Mouth partially open, Sam watched, completely entertained. "I'd never had cheesecake in my life, Dean. How was that for me?"
Brow furrowed, Dean proceeded to tip a healthy portion of his hip flask into the kool-aid. "I was in charge and you needed dairy--" he gestured vaguely at Sam trying to sound nonchalant, "--for your bones and shit. Worked didn't it?" he shook off the knife, set it on the table and ventured back into the kitchenette, muttering, "Freak."
Sam sat forward and picked at the cheesecake box, somewhat floored as Dean pulled two glasses of questionable cleanliness from the cabinet. He could hear Dean still muttering, "Ah, fuck it. Alcohol'll kill whatever's around." Then there was a pause, another swear and the sound of running water.
In the two years he'd been gone, his friends had taken it upon themselves to celebrate Sam's birthday, but he'd always received a postcard from Dean. Or at least, he assumed it was from Dean, since it was blank and never signed, the handwriting familiar, and it sure as hell wasn't from Dad. But this...
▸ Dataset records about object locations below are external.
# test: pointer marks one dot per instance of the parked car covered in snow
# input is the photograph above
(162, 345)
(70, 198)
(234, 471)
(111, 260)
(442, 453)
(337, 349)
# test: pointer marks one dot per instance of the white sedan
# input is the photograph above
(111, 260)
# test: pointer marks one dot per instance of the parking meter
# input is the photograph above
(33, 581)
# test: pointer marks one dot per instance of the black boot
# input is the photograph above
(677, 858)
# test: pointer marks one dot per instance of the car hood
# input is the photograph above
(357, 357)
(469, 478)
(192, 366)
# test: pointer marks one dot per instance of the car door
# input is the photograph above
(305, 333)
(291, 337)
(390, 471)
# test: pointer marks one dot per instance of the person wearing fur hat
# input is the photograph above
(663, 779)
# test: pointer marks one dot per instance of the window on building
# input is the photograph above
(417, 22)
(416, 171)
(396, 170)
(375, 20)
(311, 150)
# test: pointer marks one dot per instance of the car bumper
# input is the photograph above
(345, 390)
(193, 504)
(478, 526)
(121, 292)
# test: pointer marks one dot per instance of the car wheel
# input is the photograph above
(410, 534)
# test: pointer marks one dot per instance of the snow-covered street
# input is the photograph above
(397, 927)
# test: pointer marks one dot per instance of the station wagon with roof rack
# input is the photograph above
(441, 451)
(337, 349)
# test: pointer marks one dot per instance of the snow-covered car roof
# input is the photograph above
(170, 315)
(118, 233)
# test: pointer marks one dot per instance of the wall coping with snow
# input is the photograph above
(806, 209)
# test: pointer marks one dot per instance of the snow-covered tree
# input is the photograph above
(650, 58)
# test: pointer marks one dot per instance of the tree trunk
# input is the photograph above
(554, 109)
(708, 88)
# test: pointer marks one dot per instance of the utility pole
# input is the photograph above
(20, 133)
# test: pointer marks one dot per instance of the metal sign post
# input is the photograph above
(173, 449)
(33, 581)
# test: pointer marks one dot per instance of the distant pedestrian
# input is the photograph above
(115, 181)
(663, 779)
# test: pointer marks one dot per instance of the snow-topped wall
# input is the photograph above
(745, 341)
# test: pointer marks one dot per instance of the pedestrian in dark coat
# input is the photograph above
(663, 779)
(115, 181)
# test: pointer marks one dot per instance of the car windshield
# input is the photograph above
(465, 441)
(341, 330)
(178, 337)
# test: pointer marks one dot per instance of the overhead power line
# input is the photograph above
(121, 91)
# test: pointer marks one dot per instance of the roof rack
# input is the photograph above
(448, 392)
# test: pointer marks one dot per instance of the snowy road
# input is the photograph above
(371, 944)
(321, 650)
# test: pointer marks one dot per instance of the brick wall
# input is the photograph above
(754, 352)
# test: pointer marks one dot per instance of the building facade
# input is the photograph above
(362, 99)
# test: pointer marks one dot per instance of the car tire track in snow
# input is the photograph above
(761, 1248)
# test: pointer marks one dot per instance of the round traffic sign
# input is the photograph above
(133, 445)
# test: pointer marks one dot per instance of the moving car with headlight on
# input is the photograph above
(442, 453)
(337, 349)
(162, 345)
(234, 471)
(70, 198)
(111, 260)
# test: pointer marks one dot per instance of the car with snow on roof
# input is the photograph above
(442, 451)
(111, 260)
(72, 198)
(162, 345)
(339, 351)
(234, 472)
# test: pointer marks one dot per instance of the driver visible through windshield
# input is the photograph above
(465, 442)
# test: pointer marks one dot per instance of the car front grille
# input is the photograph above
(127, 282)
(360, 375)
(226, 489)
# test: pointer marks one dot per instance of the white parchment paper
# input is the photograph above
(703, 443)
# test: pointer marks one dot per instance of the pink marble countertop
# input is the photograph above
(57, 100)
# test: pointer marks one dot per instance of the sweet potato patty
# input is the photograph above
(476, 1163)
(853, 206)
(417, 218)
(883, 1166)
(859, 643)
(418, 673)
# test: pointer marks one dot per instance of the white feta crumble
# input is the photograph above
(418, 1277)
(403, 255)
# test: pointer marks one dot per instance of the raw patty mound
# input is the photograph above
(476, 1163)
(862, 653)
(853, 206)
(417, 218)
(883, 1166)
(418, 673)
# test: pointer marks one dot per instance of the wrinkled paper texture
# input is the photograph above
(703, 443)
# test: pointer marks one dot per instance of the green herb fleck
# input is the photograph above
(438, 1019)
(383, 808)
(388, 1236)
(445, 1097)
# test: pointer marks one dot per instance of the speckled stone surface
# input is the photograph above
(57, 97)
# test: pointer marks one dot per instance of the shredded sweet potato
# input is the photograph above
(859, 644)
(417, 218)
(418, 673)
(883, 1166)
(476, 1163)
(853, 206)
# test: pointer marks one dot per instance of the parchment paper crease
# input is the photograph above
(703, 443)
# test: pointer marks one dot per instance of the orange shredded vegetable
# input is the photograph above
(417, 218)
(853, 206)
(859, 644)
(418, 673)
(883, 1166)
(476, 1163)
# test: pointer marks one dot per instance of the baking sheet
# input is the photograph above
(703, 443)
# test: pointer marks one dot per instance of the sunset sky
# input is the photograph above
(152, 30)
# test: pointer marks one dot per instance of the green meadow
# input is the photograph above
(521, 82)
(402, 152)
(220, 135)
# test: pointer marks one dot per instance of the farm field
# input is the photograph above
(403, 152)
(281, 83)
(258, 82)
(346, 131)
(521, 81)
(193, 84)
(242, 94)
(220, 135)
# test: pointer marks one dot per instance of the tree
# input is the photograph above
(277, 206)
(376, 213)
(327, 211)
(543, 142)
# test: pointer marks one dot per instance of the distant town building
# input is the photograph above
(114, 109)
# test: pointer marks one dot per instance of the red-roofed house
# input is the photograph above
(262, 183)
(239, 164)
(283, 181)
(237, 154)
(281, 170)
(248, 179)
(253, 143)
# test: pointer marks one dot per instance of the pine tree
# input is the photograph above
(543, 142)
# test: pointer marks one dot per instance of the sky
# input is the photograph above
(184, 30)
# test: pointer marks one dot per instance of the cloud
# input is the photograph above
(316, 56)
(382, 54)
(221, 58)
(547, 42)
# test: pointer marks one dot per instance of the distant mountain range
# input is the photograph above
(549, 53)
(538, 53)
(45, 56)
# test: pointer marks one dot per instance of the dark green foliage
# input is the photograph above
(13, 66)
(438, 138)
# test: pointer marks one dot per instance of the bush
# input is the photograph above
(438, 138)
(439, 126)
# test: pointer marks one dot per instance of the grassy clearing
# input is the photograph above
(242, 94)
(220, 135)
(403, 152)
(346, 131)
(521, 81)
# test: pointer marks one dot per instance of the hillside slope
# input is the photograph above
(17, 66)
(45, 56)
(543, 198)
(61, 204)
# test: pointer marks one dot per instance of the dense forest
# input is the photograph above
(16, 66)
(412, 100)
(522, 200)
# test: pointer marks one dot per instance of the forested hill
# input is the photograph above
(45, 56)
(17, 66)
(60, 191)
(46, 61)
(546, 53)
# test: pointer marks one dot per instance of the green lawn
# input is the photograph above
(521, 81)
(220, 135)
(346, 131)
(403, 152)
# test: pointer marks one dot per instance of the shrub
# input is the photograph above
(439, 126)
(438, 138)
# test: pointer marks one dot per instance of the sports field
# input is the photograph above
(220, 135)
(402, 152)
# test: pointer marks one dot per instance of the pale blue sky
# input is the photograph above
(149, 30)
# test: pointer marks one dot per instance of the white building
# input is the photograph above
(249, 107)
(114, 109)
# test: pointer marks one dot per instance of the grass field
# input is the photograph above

The glasses thumped down on the table, and in a series of fluid movements, Dean used the knife to unceremoniously rip open the cheesecake box, peel it back, and split the cake in roughly half, stuck a plastic fork in each and handed the slightly bigger one to Sam. He filled the glasses to the top with the adulterated Kool-Aid and held one out far enough away that Sam had to sit forward to reach it.
When Sam did, Dean wrapped the fingers of his free hand around the back of Sam's head, yanked him closer, planted a kiss on his forehead and released him so fast that it might not have happened at all. Sam sat with his half cheesecake in half of a split-open box and his glass of Jack and Kool-Aid and stared, stunned. It just-- seemed like something Dad might've done on a good day way back.
"Good job surviving another year, you little shit," said Dean, busy picking up his glass and taking a giant drink, not looking at Sam at all yet.
"Thanks..." said Sam, still wondering what the hell had just happened, but willing to let it go. Dean waved it off with his fork and slid into the second lumpy armchair straight out of the seventies.
"Bah," Dean grumped through a mouthful of cheesecake, swallowing it down hard. "What've you got?" he asked, cocking his head toward Sam's computer.
"Fuck you, man," Sam snorted, slumping downward as he took a good, long sip. "'M not working today," he said, grinning. "It's my birthday."